Keywords

1 Introduction

Internet of things (IoT) is a network of items embedded with sensors which are connected through the internet [1]. One IoT system consists of computing devices, physical plants and networks defined as a system-of-systems (SoS) [2]. During developing IoT systems, architectural dependencies across the entire SoS are challenged because of the massive compositions among them. During the lifecycle of IoT, virtual model assets for system, subsystems and components are needed to specify, detect and resolve dependencies across domains, such as interface definition. Compositions from different domains and hierarchies of IoT system are evolving fast. Well managed and predictable evolution dynamics reduce the risks brought by new compositions, such as new characteristics and interoperability. Moreover, the architecture of IoT systems should be permitted with easy connectivity, control and communication among domain-specific applications. Thus, understanding the interrelationships between systems, subsystems and components is very important.

The motivation of our work is to overcome the challenges identified in the above paragraph and provide a new concept and framework to support IoT system development as follows. First, during IoT development, the virtual model asset should be managed in a systematic way during initial phases. An integrated information infrastructure with virtual models should enable to describe the interrelationships of IoT compositions to promote the understanding of their dependency and traceability. Second, the dynamics of model evolution need to be identified in order to predict the evolution of IoT system, subsystem and compositions. Third, topologies between virtual model assets enable to represent interrelationships of IoT compositions. Thus, the topologies are required to be managed.

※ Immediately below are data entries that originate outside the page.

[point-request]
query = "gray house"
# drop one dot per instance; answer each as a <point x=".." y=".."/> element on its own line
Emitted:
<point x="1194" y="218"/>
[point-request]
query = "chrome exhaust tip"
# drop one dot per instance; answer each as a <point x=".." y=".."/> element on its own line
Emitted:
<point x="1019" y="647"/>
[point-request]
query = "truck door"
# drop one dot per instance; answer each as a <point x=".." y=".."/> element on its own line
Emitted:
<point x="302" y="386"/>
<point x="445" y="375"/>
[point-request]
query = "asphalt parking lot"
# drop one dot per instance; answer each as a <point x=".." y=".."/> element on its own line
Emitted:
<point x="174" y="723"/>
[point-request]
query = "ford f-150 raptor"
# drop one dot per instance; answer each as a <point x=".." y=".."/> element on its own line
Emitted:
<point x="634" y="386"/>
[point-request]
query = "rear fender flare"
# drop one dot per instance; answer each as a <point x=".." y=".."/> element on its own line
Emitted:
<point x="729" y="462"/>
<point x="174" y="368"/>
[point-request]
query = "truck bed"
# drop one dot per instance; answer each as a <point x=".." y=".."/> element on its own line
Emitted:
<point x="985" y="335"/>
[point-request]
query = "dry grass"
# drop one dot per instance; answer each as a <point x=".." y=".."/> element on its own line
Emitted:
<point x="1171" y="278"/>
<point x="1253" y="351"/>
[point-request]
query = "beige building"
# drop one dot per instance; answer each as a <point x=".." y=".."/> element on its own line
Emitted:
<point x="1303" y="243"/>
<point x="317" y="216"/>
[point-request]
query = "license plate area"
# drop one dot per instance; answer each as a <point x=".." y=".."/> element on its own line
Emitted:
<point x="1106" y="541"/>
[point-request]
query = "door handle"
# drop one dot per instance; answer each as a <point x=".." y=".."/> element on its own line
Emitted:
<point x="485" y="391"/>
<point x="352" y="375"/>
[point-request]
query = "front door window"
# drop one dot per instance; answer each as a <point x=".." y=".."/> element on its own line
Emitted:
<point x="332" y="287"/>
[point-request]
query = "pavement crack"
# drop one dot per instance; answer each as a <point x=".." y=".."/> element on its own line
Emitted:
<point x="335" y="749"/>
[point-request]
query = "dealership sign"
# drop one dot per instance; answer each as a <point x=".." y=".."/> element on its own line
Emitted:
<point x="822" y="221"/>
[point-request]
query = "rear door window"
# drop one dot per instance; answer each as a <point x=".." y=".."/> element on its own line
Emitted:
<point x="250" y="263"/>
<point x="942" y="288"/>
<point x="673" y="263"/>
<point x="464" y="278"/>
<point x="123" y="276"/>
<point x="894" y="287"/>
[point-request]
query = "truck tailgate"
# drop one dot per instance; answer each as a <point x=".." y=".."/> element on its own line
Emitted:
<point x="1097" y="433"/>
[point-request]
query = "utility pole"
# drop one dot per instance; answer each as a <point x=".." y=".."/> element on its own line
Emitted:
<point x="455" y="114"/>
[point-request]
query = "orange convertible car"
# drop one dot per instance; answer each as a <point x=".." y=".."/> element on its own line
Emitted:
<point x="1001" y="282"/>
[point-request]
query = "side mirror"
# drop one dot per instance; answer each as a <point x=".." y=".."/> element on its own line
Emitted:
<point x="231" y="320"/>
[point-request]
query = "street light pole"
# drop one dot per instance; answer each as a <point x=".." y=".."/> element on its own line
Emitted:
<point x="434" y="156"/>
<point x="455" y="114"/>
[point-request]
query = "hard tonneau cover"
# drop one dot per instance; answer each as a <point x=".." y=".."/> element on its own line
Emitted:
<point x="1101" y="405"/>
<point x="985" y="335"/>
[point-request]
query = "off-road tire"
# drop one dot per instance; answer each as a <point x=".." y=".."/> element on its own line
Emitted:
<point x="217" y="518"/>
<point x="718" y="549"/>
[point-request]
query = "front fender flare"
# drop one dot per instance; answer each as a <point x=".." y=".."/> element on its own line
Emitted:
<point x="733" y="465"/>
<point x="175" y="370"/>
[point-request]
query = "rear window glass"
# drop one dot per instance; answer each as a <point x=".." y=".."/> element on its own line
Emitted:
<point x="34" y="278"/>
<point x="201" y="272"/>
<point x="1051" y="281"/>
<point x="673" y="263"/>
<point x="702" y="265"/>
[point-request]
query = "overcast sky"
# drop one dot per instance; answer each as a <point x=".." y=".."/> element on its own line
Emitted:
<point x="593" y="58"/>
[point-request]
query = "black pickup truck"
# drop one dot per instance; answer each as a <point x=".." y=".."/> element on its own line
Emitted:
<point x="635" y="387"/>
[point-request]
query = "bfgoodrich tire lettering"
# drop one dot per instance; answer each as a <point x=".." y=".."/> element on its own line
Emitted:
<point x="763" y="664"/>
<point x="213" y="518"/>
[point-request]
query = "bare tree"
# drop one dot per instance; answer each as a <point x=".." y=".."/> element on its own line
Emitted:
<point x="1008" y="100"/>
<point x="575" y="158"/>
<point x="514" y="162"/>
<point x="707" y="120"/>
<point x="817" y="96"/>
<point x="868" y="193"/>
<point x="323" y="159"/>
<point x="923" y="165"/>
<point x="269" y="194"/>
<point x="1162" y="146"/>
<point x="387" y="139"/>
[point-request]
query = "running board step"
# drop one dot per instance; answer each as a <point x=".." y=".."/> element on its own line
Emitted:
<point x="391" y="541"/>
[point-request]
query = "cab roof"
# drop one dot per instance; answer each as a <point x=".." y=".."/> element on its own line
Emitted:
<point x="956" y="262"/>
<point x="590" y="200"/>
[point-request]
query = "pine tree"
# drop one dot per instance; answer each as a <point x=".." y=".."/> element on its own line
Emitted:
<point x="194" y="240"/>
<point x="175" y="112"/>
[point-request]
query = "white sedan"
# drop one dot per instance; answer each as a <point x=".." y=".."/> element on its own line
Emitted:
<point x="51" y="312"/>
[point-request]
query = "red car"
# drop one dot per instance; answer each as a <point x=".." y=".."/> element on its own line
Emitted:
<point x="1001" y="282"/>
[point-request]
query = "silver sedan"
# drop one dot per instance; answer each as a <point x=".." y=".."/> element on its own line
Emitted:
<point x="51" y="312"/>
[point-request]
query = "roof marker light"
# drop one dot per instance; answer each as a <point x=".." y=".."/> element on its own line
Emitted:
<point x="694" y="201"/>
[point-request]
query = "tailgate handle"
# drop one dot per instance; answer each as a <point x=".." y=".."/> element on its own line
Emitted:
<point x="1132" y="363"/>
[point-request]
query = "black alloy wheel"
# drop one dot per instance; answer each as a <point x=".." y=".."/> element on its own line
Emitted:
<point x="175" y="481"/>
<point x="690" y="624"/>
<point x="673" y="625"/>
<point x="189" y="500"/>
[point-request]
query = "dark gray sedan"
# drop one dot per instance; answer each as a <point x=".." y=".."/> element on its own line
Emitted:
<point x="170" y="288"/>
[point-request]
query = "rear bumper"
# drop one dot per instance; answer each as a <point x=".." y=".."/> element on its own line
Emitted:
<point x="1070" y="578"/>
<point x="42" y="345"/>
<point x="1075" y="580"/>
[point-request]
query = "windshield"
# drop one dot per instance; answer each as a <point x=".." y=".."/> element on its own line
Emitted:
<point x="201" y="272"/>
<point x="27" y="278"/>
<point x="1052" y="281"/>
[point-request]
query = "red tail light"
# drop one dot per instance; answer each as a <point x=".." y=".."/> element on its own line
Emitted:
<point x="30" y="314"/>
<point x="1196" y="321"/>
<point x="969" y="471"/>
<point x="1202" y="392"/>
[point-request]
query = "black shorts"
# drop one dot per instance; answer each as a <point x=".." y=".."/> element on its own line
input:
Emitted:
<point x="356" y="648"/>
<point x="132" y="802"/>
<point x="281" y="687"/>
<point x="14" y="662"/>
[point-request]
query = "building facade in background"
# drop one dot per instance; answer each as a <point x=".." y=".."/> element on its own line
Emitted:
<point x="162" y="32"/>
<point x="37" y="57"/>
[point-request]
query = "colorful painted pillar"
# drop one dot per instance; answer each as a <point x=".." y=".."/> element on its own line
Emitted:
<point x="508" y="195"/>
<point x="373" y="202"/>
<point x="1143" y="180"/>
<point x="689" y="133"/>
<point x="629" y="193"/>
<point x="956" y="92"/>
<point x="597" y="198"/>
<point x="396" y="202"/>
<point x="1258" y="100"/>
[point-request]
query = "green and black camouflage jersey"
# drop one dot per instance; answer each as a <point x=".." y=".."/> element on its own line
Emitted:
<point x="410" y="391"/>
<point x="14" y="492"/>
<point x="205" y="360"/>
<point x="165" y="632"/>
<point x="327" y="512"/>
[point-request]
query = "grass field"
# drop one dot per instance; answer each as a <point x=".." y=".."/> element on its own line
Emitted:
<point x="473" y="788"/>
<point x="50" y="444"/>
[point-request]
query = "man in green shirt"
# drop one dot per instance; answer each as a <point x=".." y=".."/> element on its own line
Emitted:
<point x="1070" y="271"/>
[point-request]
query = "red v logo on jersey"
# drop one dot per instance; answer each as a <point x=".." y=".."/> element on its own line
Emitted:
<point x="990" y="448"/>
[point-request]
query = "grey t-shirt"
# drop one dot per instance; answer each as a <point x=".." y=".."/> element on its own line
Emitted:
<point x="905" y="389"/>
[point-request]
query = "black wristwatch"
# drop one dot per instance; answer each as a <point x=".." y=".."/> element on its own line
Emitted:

Our contribution is to illustrate a new concept called Cognitive Twins (CT) and a knowledge graph (KG)-centric framework supporting CT development. We first define the concept of CT and digital twins (DT) to distinguish the differences between them. Then based on the concept of CT, a KG-centric framework is proposed to develop CT. Using KG, the topologies of virtual model assets are identified and managed. Moreover, a tool-chain concept is designed to support the framework for developing future CT. The results will be used in the H2020 projects FACTLOG and QU4LITY.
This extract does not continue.